Quando um médico se depara com um caso de HDL muito baixo, é fundamental, segundo a palestrante, excluir doenças secundárias. Uma hipertrigliceridemia muito significativa, por exemplo, pode levar à redução importante do HDL. Além disso, o uso de anabolizantes, de corticoides e até mesmo reposição hormonal na mulher podem estar por trás dessa redução. “Devemos atentar também para mieloma múltiplo. Em pacientes que tinham HDL normal e de repente aparecem com HDL muito baixo, devemos pensar em doença inflamatória, câncer de início recente ou desnutrição”, explicou a médica, lembrando que, nos casos mais graves (HDL < 10 mg/dL), é importante procurar xantomas, opacificação do cristalino, hipertrofia de amígdalas, neuropatia periférica e história de HDL muito baixa na família, pois é possível que haja um componente genético envolvido. “Vamos ter na família pai e mãe com HDL em torno de 20 mg/dL se forem heterozigotos e o caso índice apresentando valores extremamente baixos nas formas homozigóticas”, alertou.
Baixos níveis de HDL do colesterol têm sido associados a risco elevado de doença cardiovascular, no entanto, as estratégias terapêuticas que promovem um considerável aumento dos níveis de HDL do colesterol (p. ex.: torcetrapibe) ou não trazem benefícios [2] ou apresentam discreta redução do risco de morte cardiovascular, infarto agudo do miocárdio (IAM) e acidente vascular cerebral (AVC) (p. ex. anancetrapibe). [3]
Quanto aos medicamentos atualmente disponíveis no mercado que promovem um aumento de 10% a 30% nos níveis de HDL (p. ex.: niacina, fibratos, estatinas e tiazolidinedionas), a Dra. Joana lembrou que nenhum deles foi avaliado em estudos que tiveram como objetivo primário aumentar a HDL. Além disso, também não há evidências de benefício cardiovascular associada a nenhum desses fármacos, com exceção dos fibratos quando usados em um subgrupo com triglicerídeos > 204 mg/dL e HDL < 34 mg/dL. [4]

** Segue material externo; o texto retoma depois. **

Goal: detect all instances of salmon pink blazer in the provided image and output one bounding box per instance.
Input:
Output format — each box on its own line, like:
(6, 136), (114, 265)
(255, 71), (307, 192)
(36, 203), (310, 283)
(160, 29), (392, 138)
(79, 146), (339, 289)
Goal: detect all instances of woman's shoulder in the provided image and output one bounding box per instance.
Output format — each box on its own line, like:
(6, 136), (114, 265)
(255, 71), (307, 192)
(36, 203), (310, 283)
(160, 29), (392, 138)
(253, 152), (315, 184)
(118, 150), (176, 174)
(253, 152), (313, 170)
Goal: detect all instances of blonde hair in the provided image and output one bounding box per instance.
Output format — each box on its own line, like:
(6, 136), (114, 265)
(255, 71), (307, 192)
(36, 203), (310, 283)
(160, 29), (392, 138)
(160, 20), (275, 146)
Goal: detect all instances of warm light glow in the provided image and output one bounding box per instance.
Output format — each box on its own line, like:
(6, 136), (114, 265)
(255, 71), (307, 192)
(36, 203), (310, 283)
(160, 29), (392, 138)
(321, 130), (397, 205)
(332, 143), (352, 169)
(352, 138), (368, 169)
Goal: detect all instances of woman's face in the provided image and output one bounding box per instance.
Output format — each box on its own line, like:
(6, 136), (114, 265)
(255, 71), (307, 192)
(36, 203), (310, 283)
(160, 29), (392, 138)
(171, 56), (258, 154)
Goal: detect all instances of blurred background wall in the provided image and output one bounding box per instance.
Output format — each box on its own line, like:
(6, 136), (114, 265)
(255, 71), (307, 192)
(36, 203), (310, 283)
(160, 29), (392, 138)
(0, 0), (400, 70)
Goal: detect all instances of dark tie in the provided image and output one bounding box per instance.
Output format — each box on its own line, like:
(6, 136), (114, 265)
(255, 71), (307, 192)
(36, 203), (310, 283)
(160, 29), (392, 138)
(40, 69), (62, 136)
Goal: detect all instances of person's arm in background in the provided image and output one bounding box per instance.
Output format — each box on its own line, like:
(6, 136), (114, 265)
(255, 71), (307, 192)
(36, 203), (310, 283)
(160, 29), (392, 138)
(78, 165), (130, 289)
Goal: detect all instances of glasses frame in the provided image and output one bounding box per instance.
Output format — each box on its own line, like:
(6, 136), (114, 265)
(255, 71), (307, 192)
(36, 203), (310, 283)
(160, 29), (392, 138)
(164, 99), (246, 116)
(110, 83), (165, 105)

A diretriz brasileira, segundo a Dra. Joana, não recomenda o uso de medicamentos específicos para aumentar a HDL em pacientes que estiverem recebendo tratamento adequado para outros problemas. De acordo com a endocrinologista, os médicos devem recomendar que os pacientes pratiquem atividade física, se possível sigam uma dieta mediterrânea (rica em ômega 3, ômega 6) e controlem o diabetes e o peso adequadamente. O nosso foco vai ser intensificar o tratamento das moléculas aterogênicas – LDL e colesterol não HDL”, destacou a palestrante, e acrescentou que as novas terapias sendo investigadas nesse contexto estão mais focadas na função da HDL do que em seu nível propriamente dito.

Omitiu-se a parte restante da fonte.